Par ailleurs, l’article L. 731-2 dernier alinéa du code de la consommation dispose qu’en vue d’éviter la cession de la résidence principale, le montant des remboursements peut, avec l’accord du débiteur et dans des limites raisonnables, excéder la somme calculée par référence à la quotité saisissable, telle qu’elle résulte des dispositions des articles L. 3252-2 et L. 3252-3 du code du travail.
Aussi, l’apurement de l’endettement peut dépasser la durée restante de 48 mois et la mensualité affectée au paiement des dettes peut dépasser la quotité saisissable, avec l’accord de M. [H] [Z], dans le but de conserver son bien immobilier constituant sa résidence principale.
En l’espèce, il ressort des débats et des pièces produites que la situation financière de M. [H] [Z] permet de dégager à ce jour une capacité de remboursement mensuelle (part des ressources mensuelles du débiteur à affecter à l’apurement de ses dettes) évaluée par référence aux revenus nets retenus au jugement (sans évolution à compter du 1er novembre 2025) à hauteur de 529 euros, qui est supérieure à la quotité saisissable définie à l’article R. 3252-2 du code du travail (232,44 euros) et inférieure au disponible résultant de la part des ressources nécessaires aux dépenses courantes après imputation du RSA (867 euros).
Or, il y a lieu de constater que M. [H] [Z] souhaite conserver son bien immobilier et accepte de verser une mensualité de 400 euros, correspondant au montant de sa retraite complémentaire et au coût d’un loyer qu’il devrait débourser en cas de vente de son bien immobilier.
Il en résulte que l’endettement évalué à 102 954,07 euros peut être apuré en 258 mois (21 ans et 6 mois), soit 257 mensualités de 400 euros suivies d’une dernière de 154,07 euros.
Aussi, le rééchelonnement de la totalité de l’endettement par mensualités de 400 euros apparaît d’une durée raisonnable dans la perspective de conserver le bien immobilier et d’apurer l’endettement.

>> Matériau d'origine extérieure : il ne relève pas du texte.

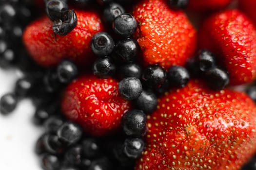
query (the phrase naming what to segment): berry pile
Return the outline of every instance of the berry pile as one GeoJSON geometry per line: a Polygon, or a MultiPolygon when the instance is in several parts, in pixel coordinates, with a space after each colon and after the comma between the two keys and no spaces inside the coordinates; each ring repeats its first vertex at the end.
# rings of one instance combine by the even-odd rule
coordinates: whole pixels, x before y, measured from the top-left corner
{"type": "Polygon", "coordinates": [[[32,100],[44,170],[256,170],[256,4],[239,1],[2,0],[0,67],[24,76],[0,112],[32,100]]]}

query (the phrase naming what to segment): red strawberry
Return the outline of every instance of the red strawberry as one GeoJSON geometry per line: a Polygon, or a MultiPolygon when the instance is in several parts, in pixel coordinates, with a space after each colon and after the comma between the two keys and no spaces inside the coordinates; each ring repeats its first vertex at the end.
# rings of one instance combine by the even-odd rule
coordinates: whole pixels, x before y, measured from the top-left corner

Dès lors, dans le contexte personnel et financier évoqué, il y a lieu de prévoir un rééchelonnement des créances sur la durée de 258 mois. En outre, la réduction des taux d’intérêts à zéro s’impose afin de permettre l’apurement des créances en leur principal et le redressement de la situation financière de M. [H] [Z].
La capacité de remboursement sera répartie entre tous les créanciers, en prenant notamment en considération l’ancienneté de la créance, la connaissance que pouvait avoir chacun des prêteurs, lors de la conclusion des contrats, de la situation de surendettement de M. [H] [Z], de la nature des différentes créances et de la volonté de conciliation de chacun des créanciers.
Il convient de se reporter au dispositif du présent jugement pour les modalités de répartition de la capacité de remboursement.
Pour permettre la réalisation de la présente décision, il convient de suspendre toutes les voies d’exécution en cours et de rappeler qu’aucune nouvelle mesure d’exécution ne pourra être mise en oeuvre.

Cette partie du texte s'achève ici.